El apóstol Pedro nos dice en su primera carta (3), por cierto, hablándoles a los cónyuges: “Sed todos de un mismo sentir, compasivos, amándoos fraternalmente, misericordiosos, amigables; no devolviendo mal por mal, ni maldición por maldición, sino por el contrario, bendiciendo, sabiendo que fuisteis llamados para que heredaseis bendición. Porque: El que quiere amar la vida y ver días buenos, refrene su lengua de mal, y sus labios no hablen engaño; apártese del mal, y haga el bien. Busque la paz, y sígala”.

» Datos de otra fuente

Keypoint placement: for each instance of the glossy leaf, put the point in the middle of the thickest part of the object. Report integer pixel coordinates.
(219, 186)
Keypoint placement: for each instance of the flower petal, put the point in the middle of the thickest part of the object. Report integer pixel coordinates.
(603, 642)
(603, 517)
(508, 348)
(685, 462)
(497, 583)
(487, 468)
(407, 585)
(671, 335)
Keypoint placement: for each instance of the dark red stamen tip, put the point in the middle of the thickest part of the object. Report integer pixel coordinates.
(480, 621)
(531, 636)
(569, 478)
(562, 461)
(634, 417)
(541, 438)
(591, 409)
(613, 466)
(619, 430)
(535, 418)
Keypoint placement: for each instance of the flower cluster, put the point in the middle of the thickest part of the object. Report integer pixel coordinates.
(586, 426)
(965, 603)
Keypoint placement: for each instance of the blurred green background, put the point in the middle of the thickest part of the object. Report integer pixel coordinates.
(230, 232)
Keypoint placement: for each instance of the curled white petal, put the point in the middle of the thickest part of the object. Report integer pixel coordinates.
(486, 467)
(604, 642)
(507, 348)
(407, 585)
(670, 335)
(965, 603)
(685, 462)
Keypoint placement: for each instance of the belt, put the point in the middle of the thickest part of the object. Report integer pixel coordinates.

Creo firmemente que el tiempo que estamos viviendo requiere de los creyentes un esfuerzo por volver a la senda antigua, por volver a los mandamientos, a la ley perfecta que convierte al alma, como dice el Salmo 19. Tal como escribió el profeta Jeremías: “Así ha dicho el SEÑOR: “Deténganse en los caminos y miren. Pregunten por las sendas antiguas, cuál sea el buen camino, y anden en él; y hallarán descanso para sus almas”. Jeremías. 6:16. Nuestras almas no tienen reposo, nos encontramos deprimidos, anclados en el pasado sin poder perdonar. O siempre estamos ansiosos por el futuro. Nuestras almas no tienen descanso porque nos hemos desviado de la senda de la mansedumbre y continuamos con el ojo por ojo.

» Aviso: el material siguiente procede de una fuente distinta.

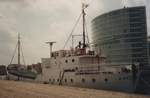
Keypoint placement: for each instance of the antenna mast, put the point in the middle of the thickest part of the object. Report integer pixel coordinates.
(18, 48)
(51, 45)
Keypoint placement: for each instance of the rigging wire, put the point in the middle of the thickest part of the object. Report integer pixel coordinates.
(72, 30)
(14, 53)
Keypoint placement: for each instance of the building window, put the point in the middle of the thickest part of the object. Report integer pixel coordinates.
(93, 80)
(83, 80)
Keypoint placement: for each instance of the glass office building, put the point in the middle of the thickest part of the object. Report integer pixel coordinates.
(121, 35)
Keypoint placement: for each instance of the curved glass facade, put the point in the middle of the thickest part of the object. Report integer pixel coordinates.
(121, 35)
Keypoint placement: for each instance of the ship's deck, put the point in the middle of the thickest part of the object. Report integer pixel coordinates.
(13, 89)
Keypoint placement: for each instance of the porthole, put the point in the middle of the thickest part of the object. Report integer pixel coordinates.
(66, 61)
(93, 80)
(83, 80)
(71, 80)
(119, 78)
(73, 60)
(66, 80)
(106, 80)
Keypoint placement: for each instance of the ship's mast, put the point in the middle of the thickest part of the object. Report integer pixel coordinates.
(84, 6)
(18, 48)
(51, 46)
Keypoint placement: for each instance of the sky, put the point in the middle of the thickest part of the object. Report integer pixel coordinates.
(39, 21)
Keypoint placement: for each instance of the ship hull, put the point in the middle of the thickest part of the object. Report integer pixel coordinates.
(117, 82)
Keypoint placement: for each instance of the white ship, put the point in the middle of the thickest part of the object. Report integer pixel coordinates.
(83, 68)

Vivimos rodeados de angustia, de miedos y amarguras. Solo cuando somos mansos y humildes delante de Dios, nos hacemos conscientes de nosotros, de nuestros propios errores, de nuestros desvíos y aceptamos que necesitamos hacer un cambio de rumbo tomados de la mano de Dios. El manso no lucha contra la vida,disfruta el día soleado y también la lluvia.Vive con la convicción de que el camino de la vida es un aprendizaje continuo a través de las experiencias que vivimos. La mansedumbre protege al corazón del veneno de la amargura. El manso de corazón no ve a los demás como si fueran enemigos, los respeta y los valora porque sabe que también han sido creados a la imagen de Dios. “¿Quién es sabio y entendido entre ustedes? Que lo demuestre con su buena conducta, mediante obras hechas con la humildad que le da su sabiduría”. El verdaderamente humilde es sabio. Santiago 3:13.

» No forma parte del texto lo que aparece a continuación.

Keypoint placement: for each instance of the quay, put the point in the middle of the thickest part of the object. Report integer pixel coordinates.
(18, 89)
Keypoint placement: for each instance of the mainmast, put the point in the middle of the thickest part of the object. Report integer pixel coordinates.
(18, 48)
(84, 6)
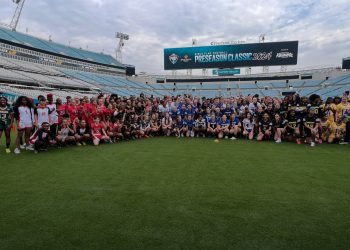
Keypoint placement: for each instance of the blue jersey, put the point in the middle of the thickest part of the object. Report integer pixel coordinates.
(189, 124)
(235, 122)
(182, 113)
(228, 112)
(173, 114)
(224, 123)
(191, 112)
(207, 118)
(213, 123)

La promesa para los mansos es que heredarán la Tierra, este planeta que ahora está corrupto, pero en el que un día habrá justicia.
“La misericordia y la verdad se encontraron; la justicia y la paz se besaron. La verdad brotará de la tierra, y la justicia mirará desde los cielos. El Señor dará también el bien, y nuestra tierra dará su fruto. La justicia irá delante de él, y sus pasos nos pondrá por camino”. Salmo 85:10-13.